Se formos amigos uns dos outros, amarmos e dissermos a verdade, teremos certamente uma vida melhor e mais feliz!
Eu defendo a opinião da Rita, segundo a qual “o Rei não compreende os problemas dos pobres, porque desconhece a vida que estes levam”.
Concordo com a afirmação, pois o rei nunca esteve no lugar dos pobres, logo pouco sabe acerca do modo de vida de cada um. E, mesmo conhecendo, não iria compreender verdadeiramente os seus problemas, pois está habituado à boa vida.
Este é um daqueles casos em que as pessoas tentam compreender a situação dos outros, mas não conseguem, visto que têm vidas muito diferentes.

Afonso Campos, n.º 3

Eu defendo a opinião da Rita, pois concordo que o Rei não compreende os problemas dos pobres, porque desconhece a vida que estes levam.
Na minha opinião, os nossos superiores (nesta peça, o Rei) não conhecem as nossas vidas: trabalhar, trabalhar e trabalhar sem ganhar quase nada e o que se ganha gasta-se ao pagar a casa, a comida, e noutras coisas necessárias à vida. Hoje em dia, os impostos, nomeadamente o IVA, estão sempre a aumentar, os salários a diminuir, as horas de trabalho também a aumentar, e a qualidade de vida a piorar.
Concluo que a crise está cada vez a aumentar mais e os portugueses a esforçarem-se para ganhar dinheiro. Verifico uma falta de diálogo entre os políticos que nos governam e o povo português.

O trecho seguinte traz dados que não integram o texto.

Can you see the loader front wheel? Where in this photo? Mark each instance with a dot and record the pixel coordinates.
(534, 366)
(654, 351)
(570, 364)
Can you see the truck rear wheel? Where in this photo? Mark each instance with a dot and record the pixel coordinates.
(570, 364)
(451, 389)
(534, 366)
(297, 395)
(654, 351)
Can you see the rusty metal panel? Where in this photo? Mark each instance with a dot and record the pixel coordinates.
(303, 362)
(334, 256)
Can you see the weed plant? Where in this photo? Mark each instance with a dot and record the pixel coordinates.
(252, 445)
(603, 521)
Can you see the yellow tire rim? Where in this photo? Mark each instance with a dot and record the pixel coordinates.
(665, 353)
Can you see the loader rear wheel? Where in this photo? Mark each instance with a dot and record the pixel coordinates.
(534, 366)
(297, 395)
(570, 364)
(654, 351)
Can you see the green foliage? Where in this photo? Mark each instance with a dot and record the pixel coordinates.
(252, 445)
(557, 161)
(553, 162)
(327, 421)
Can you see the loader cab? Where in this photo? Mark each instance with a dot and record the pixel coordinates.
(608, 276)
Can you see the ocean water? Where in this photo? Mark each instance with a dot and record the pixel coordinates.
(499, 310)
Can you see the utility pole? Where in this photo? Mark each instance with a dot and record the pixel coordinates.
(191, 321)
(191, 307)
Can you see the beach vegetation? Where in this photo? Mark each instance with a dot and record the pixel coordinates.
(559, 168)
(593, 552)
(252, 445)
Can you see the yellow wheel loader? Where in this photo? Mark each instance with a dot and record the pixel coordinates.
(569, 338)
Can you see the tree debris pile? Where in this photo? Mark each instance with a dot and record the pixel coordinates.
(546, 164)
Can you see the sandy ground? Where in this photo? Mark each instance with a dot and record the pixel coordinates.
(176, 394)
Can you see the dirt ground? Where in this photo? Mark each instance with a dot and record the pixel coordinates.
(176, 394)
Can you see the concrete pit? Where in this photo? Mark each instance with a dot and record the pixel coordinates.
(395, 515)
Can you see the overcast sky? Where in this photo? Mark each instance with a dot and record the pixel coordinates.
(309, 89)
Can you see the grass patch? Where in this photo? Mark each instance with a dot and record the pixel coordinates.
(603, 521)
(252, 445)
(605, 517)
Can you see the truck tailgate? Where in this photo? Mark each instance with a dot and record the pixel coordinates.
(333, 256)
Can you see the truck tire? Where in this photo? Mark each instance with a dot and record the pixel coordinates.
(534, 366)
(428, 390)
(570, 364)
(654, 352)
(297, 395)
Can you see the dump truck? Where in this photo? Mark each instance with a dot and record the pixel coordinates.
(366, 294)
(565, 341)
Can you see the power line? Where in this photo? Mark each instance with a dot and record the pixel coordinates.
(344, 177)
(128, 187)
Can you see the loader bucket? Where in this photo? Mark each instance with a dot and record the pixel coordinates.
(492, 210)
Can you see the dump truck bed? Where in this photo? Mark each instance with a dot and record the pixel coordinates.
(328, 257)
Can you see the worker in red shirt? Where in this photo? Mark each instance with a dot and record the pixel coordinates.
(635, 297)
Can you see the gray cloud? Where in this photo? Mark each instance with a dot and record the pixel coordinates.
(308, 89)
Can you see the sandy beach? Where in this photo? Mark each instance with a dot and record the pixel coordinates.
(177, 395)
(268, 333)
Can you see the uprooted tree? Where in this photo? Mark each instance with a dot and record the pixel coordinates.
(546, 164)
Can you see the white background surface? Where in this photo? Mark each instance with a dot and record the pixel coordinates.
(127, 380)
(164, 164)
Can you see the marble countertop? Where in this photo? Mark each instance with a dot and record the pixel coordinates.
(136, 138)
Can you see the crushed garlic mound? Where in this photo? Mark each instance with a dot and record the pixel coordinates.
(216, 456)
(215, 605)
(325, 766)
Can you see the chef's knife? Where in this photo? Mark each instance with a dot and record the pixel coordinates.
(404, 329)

André Gonçalves Jardim, n.º 4

Partilhamos da opinião da Rita, porque pensamos que o rei não compreende as dificuldades dos pobres.
Na nossa opinião, consideramos que o rei, por nunca ter recebido um salário miserável e por nunca ter passado fome, não compreende as dificuldades que o povo tem em sobreviver.
Por fim, julgamos que se o rei vivesse algum tempo como o povo, seria mais compreensivo e não se iria interessar por futilidades e iria entender o verdadeiro sentido da vida.

Carolina Milheiro, n.º 7 e Jéssica Neves, n.º 14

Partilhamos da opinião da Rita, pois o rei é todo poderoso e desconhece os problemas dos pobres.
Na nossa opinião, o rei desconhece a vida difícil e dura dos seus súbditos. Nesta cena I do texto dramático Leandro, Rei da Helíria, verificámos que o rei estava perturbado com um sonho insignificante e o Bobo, pertencente ao povo, preocupava-se com necessidades básicas como comer.
Assim, verificam-se interesses divergentes que irão provocar políticas inadequadas, como se nota também no nosso país.

Daniela Rodrigues, n.º 9 e Camila Alexandre, n.º 6

No nosso ponto de vista, a Rita tem razão pois o rei pode ter várias dificuldades em governar o país, mas não se compara às dificuldades que o povo passa, o qual deve ser tratado com respeito.
O rei pensa que a sua vida é muito complicada, mas se trocasse com um elemento do povo, verificaria que, afinal, não vive assim tão mal.
Para concluir, penso que o rei não tem tantas razões de queixa do seu modo de vida, já o povo sente falta de regalias.